The risk DeLong refers to is summed up by Mussa:

The very low level of policy interest rates is an imbalance (relative to normal conditions) that reflects exceptionally easy monetary policies to combat economic weakness. This policy imbalance poses an important challenge for the future conduct of monetary policy. Situations of low policy interest rates and low inflation tend to be associated with unusual inertia in the processes of general price inflation, which makes traditional indicators of rising inflationary pressures less reliable as measures of the need to begin to tighten monetary conditions. Also, these situations tend to be associated with high valuations of equities, real estate, and long-term bonds, which can become fertile ground for large, unsustainable increases in asset prices.
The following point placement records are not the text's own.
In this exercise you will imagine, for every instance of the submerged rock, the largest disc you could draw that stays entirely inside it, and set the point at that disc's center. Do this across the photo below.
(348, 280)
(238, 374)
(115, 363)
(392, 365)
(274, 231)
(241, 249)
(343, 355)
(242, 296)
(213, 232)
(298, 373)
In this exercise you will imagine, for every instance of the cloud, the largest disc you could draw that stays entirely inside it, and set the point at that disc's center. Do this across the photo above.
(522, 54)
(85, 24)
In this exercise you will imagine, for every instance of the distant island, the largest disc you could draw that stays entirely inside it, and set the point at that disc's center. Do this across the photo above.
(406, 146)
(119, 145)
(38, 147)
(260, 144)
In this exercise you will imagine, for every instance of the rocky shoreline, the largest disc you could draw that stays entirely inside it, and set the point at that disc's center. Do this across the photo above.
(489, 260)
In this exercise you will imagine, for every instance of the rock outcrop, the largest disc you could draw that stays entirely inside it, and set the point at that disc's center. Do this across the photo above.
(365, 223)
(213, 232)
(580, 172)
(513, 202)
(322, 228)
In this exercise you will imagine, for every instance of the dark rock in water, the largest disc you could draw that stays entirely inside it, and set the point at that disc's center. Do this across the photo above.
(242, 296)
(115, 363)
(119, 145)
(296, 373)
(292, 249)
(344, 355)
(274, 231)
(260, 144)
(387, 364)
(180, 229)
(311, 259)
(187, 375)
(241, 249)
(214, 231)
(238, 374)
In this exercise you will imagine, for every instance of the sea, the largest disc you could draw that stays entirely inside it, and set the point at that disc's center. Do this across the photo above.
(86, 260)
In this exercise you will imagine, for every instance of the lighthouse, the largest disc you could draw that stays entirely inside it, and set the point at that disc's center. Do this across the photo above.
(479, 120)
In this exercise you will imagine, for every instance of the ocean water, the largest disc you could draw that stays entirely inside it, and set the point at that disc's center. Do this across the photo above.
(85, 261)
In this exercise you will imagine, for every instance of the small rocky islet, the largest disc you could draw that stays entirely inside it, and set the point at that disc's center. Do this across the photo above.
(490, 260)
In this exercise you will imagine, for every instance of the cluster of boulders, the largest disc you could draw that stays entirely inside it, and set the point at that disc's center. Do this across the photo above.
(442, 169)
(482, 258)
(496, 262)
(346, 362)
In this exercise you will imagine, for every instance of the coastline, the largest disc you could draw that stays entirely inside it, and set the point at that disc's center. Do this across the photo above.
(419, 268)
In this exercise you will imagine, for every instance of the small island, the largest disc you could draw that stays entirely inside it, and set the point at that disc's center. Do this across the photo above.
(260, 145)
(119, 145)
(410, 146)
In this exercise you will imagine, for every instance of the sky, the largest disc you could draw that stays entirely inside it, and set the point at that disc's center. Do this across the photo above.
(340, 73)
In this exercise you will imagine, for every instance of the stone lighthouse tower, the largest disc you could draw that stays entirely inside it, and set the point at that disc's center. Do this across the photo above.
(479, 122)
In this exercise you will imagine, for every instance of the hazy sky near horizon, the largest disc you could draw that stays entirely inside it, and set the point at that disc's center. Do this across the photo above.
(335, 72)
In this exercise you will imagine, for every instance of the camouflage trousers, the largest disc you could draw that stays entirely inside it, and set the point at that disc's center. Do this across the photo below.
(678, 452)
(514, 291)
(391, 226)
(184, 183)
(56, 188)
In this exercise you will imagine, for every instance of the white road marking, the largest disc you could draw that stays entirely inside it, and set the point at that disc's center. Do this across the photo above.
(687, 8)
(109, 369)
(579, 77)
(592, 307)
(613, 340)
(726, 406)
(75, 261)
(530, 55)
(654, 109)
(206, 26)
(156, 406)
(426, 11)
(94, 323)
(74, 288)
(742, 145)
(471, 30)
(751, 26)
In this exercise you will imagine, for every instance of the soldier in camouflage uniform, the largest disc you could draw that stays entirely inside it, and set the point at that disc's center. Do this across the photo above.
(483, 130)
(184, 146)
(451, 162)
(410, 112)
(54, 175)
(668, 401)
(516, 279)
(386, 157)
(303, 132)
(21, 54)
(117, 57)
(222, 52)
One interpretation of what Mussa writes here is that low interest rates cause asset-price bubbles, which is what DeLong seems to think--as do many others (though Mussa doesn't make that claim in the rest of the paper). This popular view makes sense on the surface: We had a period of generally declining rates between 1980 and 2007, during which time we had two major bubbles here in the U.S.

But the causal link isn't quite so clear. Here are two pieces of evidence against: First, in a paper to be published in the Quarterly Journal Economics, Amir Sufi and Atif Mian look at what happened to subprime neighborhoods during two periods of declining rates: the early 1990's and the early 2000's. 

If low interest rates cause an expension of credit to lousy credit risks, eventually creating a bubble, we should expect to see subprime lending booms in both periods. In the early 2000's, mortgage growth in subprime zip codes did greatly outpace growth in prime areas. But the situation was reversed a decade earlier: Lenders were originating loans in prime areas at a faster rate than subprime areas:


Likewise, in the 2000's, subprime zipcodes saw price gains that were significantly higher than prime areas. In the early '90s, by contrast, home prices rose slightly more in prime areas than in subprime areas:

The caveat is that even though the rate decline was bigger in the early '90's than in the 2000's (5 percentage points versus 4), the level of the interest rate might be what matters (3% versus 1%). But it seems like there are better explanations, the role of securitization during the recent boom being the most obvious.

The second piece of evidence comes from one the guys DeLong himself cites: Robert Shiller. Here is what the Yale economist wrote in a 2007 paper

In this paper I will critique this common view about interest rates and asset prices. I will question the accuracy and robustness of the “low-long-rate-high-asset-prices” description of the world. I will also evaluate a popular interpretation of this situation: that it is due to a worldwide regime of easy money.

I will argue instead that changes in long-term interest rates and long-term asset prices seem to have been tied up with important changes in the public’s ways of thinking about the economy.

Shiller goes on two cite a few examples of weak relationships between rates and prices, including:

There was however a major upward correction in dividend yields (downward correction in stock prices) between 2000 and 2003 unexplained by any rise in long-term interest rates. In the US, real stock prices fell in half from peak to trough. A good part of the downward correction has been reversed since 2003, even though over this period long-rates have generally risen, not fallen.

What both of these papers illustrate, in my view, is that a low rate environment is not a sufficient condition for bubbles to form. (It might not even be a necessary one.) And what that means is that we should avoid knee-jerk reactions to low rates.